Supporters of The January Barometer sometimes point to the 20th Amendment, a piece of Depression-era legislation also known as the “Lame Duck Amendment,” to explain why it works. The 20th Amendment mandates that presidential terms, as well as those of senators and representatives, shall conclude in January, and calls for congress to convene on January 3. Formerly, they didn’t throw the rascals out until March. Despite ratification in early 1933, the amendment didn’t take effect until 1934. Hence the nation was forced to endure 4 months of lame-duck leadership from a by then wildly unpopular Herbert Hoover after the 1932 election, as the Great Depression deepened and Wall Street surrendered the vast bulk of its spectacular gains achieved during the summer of ’32, following the stock market bottom.

Now, the president delivers his State of the Union Address, highlighting priorities for the year ahead, and unveils his proposed budget in January, making the month particularly influential, or so the theory goes. Of course, they don’t hold national elections every year, and almost all of the leaders are incumbents or politicians with already well-known agendas. If the timing of the presidential inauguration is so important, why didn’t a “March Barometer” foretell stocks’ future before 1934? From 1897 through 1933, the direction taken by the DJIA in January corresponded to the full year’s results 23 times out of 37, versus just 20 of 37 for March. The record throughout that interval stays the same even if you substitute the S&P for the Dow beginning in 1928, the first year they tabulated daily prices for the S&P.

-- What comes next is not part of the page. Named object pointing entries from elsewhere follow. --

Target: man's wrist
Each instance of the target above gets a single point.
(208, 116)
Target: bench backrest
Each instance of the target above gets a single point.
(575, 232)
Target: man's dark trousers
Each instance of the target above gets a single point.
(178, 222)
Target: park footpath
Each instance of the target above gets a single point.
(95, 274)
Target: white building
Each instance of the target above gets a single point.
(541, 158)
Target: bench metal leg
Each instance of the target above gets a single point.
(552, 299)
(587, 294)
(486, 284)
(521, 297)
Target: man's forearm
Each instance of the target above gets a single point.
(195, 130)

Staunch defenders of the January Barometer like to commence their record keeping in 1938, citing the especially lopsided congressional margins enjoyed by Democrats earlier under the FDR Administration. This smacks of classic backfitting, however. Could the real reason behind the 4-year delay in implementation of their pet prognostic technique instead be the disastrous performance shown by The January Barometer in the 1934-1937 timeframe? In 1934, the S&P jumped a robust 10% in January, only to slide 19% during the next 12 months. If you sold on January’s 4% dip to kick off 1935, you missed a roaring 57% advance. And if a 4% rise in January 1937 enticed you to bite, the stock market’s October 1937 crash left you licking your wounds amid a 41% plunge. Another benefit to choosing 1938 as a starting point, while ignoring the entire 1897-1937 period, rests in the fact that most market years are up years, and the more recent era captures the secular bull markets of 1949-1968 and 1982-2000, leaving out the worst years of the Depression and the relatively dull markets of the first 20 years of the 20th century. In 1897-1937, stocks went up only 23 out of 41 times (56%), compared to 47 of 67 (one year was unchanged), or 70%, subsequently. January historically ranks as the second-strongest calendar month for stocks, trailing only December.

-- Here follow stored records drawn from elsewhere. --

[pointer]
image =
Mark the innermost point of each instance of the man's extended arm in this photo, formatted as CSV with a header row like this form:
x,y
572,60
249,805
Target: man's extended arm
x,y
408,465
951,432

January Barometer’s Notable Failures

Still, in over a century since the advent of reliable daily stock averages, the January Barometer boasts a 72% (78 of 108) success rate, including a level of accuracy approaching 80% during those years in which the market closed higher in January, as was the case this year. Yet the S&P 500, through Friday, February 10, 2006, remains over 1% lower this month after hitting new bull market highs a few short weeks ago. Accordingly, this seems like a good time to examine some of the January Barometer’s most notable failures following those occasions when it appeared to call for further stock price appreciation.

1902: The DJIA established a final bull market peak in June 1901 and continued to edge down slightly in 1902.